Entretanto, ao ser desfeito o sigilo de Bolsonaro e a consequente exposição pública da podridão de seu governo, não foi para ele que minha atenção se voltou. Em verdade, a minha tristeza é ver quantos amigos de infância embarcaram na onda bolsonarista, saíram às ruas de verde e amarelo, debocharam da queda de Dilma (sem crime de responsabilidade), a prisão ilegal e imoral de Lula (inocentado em todos os processos) apoiaram a promiscuidade do governo com o crime organizado, pediram golpe de Estado e acamparam pedindo uma ação das forças armadas (que participaram do governo e estão envolvidas em inúmeros crimes cometidos). Para estes amigos, que saíram às ruas anestesiados pela propaganda anticomunista do pós-guerra, alimentados por fake news, usados como massa de manobra pelas elites financeiras, e carregando slogans fascistas – Deus, pátria, família – eu só posso me entristecer. Gente que eu conheço como jovens de bons princípios, que sempre se empenharam na caridade aos desvalidos, que participam de instituições de ajuda e suporte aos famintos e descamisados e que nesse período de loucura se lançaram como sardinhas na rede fascista. Com o tempo a “Onda” foi mudando seu discurso, e da noite para o dia os vi empenhados em mentir sobre seus adversários enquanto encobriam as falcatruas e os desvios morais do seu líder máximo.
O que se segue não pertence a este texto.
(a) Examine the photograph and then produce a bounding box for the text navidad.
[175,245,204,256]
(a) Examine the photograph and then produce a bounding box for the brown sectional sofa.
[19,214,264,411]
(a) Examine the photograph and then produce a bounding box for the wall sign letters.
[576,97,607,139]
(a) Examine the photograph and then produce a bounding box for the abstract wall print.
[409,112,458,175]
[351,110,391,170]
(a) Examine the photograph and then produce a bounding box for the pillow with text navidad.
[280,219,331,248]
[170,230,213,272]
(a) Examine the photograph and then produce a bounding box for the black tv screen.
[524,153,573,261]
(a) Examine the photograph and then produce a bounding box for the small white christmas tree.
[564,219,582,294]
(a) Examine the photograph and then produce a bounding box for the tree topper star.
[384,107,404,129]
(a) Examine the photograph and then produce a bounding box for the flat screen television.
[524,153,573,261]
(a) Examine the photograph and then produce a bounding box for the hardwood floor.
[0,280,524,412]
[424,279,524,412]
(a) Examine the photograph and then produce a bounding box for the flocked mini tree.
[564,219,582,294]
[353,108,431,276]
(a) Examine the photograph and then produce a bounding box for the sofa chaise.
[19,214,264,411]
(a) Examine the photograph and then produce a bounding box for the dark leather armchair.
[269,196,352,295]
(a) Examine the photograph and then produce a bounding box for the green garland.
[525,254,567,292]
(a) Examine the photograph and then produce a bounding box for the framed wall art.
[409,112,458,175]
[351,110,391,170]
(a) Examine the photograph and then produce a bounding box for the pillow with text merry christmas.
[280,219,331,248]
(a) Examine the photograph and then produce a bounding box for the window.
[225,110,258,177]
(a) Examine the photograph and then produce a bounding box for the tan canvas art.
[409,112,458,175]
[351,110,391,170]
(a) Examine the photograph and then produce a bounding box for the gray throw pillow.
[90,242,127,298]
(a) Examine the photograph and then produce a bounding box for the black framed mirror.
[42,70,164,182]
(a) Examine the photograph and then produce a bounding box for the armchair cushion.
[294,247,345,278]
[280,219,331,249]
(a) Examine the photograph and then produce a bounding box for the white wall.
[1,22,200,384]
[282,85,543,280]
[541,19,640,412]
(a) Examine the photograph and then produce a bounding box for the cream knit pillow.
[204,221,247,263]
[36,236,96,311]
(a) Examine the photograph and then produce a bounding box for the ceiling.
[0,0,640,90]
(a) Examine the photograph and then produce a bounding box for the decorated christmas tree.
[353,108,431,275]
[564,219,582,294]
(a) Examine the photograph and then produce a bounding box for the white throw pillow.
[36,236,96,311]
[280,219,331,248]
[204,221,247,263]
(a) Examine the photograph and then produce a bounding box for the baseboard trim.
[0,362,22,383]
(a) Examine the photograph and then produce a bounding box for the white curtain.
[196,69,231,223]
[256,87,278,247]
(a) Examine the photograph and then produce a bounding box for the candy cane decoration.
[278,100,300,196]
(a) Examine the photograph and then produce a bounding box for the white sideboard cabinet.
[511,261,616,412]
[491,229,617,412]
Esses, que aderiram à “Onda“, são minha grande tristeza e minha angústia. Até acredito que o nosso judiciário por mais venal e corrompido que seja (que esteve ao lados dos golpistas em 1964, 2016 e 2018) não terá como lavar as mãos diante de tantos e diversificados crimes dessa organização criminosa, liderada e conduzida pelo ex-presidente Bolsonaro. Entretanto, isso não elimina o fato de que esses seguidores fascistas são 15% dos eleitores do Brasil, e isso é uma grave ameaça à nossa frágil democracia. Como diria Bertold Brecht. “A cadela do fascismo está sempre no cio”, e se não olharmos para esse enorme contingente estaremos fazendo a semeadura de um novo fenômeno fascista.